Patriot News: Are Hedge Funds Right For Pennsylvania?

Pennsylvania quarter

Last week Pennsylvania’s auditor general publicly wondered whether hedge funds were a sound investment for the state’s “already stressed” pension systems.

The crux of the auditor’s concern was the millions in fees paid by the system. In an editorial Monday, the Patriot News also questioned the fees incurred by hedge fund investments – including the fees that the public doesn’t know about. From the Patriot News:

The Pennsylvania State Employees’ Retirement System (PSERS) paid about $149 million in fees to hedge funds in fiscal year 2013, according to WITF, the public broadcasting station.

The Philadelphia Inquirer has noted that “It’s hard to know how much Pennsylvania SERS paid, since some SERS hedge fund fees aren’t included in the agency’s annual report.”

WITF also noted that it’s not clear what the pension fund got after paying all that money, which is the point raised by Auditor General DePasquale.

[…]

Pennsylvania has been one of the most aggressive states investing in “alternative” vehicles like hedge funds. In 2012, The New York Times reported that Pennsylvania’s state employees pension fund had “more than 46 percent of its assets in riskier alternatives, including nearly 400 private equity, venture capital and real estate funds.”

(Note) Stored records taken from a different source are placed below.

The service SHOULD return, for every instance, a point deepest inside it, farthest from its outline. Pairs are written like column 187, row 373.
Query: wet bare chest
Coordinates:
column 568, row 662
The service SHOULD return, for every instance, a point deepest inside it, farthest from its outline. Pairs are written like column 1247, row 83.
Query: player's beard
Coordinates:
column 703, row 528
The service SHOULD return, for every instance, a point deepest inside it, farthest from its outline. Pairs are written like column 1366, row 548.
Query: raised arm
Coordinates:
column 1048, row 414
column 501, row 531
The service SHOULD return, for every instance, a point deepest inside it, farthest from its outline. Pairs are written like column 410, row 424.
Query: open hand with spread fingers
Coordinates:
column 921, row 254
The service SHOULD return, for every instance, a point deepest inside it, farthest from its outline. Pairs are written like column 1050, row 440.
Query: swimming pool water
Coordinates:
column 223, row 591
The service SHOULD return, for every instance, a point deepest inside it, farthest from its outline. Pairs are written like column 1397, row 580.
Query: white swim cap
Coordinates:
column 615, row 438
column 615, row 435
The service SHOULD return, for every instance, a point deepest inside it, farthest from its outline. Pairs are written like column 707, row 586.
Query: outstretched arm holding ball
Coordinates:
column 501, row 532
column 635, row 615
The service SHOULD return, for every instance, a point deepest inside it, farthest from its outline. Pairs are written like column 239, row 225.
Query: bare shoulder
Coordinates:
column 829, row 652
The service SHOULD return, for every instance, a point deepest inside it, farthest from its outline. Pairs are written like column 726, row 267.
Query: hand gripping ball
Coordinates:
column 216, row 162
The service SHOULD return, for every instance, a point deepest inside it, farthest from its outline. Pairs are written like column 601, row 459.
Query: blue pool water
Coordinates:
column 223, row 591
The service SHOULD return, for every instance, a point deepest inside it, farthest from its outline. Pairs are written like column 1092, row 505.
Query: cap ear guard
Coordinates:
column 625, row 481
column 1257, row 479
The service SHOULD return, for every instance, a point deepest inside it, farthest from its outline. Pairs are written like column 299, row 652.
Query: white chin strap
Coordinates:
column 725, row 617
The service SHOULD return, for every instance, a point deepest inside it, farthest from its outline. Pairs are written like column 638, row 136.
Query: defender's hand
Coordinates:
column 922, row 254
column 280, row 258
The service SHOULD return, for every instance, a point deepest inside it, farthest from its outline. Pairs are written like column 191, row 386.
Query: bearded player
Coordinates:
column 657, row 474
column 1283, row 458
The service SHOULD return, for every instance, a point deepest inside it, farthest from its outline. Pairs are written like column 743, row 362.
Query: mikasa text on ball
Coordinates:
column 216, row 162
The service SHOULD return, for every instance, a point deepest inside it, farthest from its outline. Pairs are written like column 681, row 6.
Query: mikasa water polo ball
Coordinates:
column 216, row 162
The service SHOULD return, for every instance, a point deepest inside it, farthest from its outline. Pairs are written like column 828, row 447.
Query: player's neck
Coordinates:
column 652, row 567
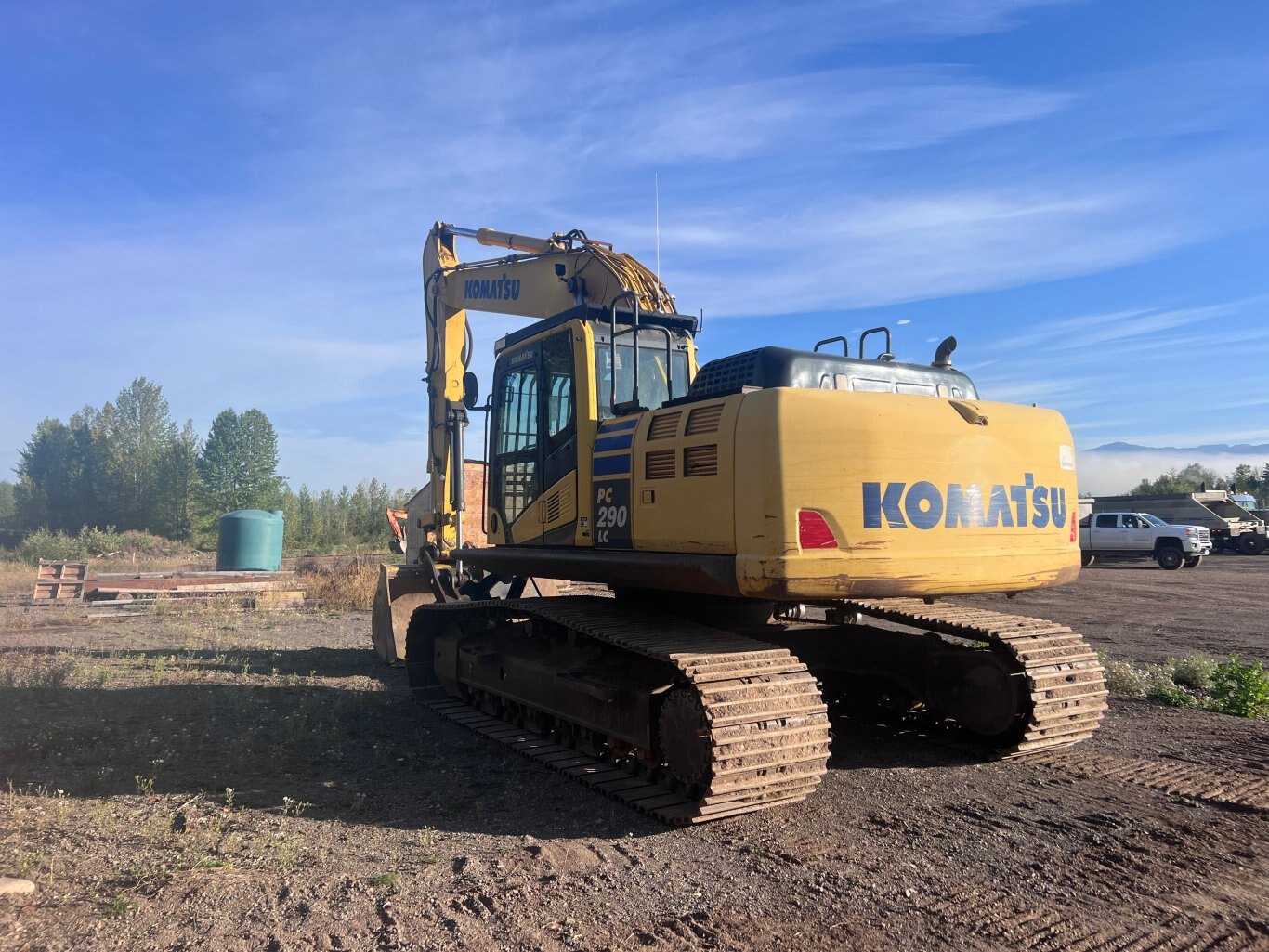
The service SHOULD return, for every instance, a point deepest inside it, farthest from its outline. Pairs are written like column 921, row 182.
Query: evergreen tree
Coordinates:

Those investments cost Pennsylvania $1.35 billion in management fees in the previous five years, according to the Times report.

The editorial wondered whether the state was really getting what it paid for performance-wise. From the Patriot News:

During that time, it appears Pennsylvania paid more and got less than other states did.

Over the five-year period, Pennsylvania’s annual returns were 3.6 percent. During that time, the New York Times report said the typical public pension fund earned 4.9 percent a year. And Georgia, which was barred by law from investing in high-fee alternative funds, earned 5.3 percent a year.

Georgia’s fees were a lot lower, too. For a pension fund about half the size of Pennsylvania’s, it paid just $54 million in fees over the five years. Pennsylvania paid 25 times as much for results that were significantly worse.

Pennsylvania’s two big pension funds are tens of billions of dollars short of being able to pay all the money they’ll owe to retirees.

One has to wonder whether one reason is that the funds are spending too much money on supposedly sophisticated investments that aren’t worth the cost.

It’s a question the Legislature needs to answer.

SERS allocates 7 percent of its assets, or $1.9 billion, towards hedge funds. PSERS, meanwhile, allocates 12.5 percent of its assets, or $5.7 billion, towards hedge funds.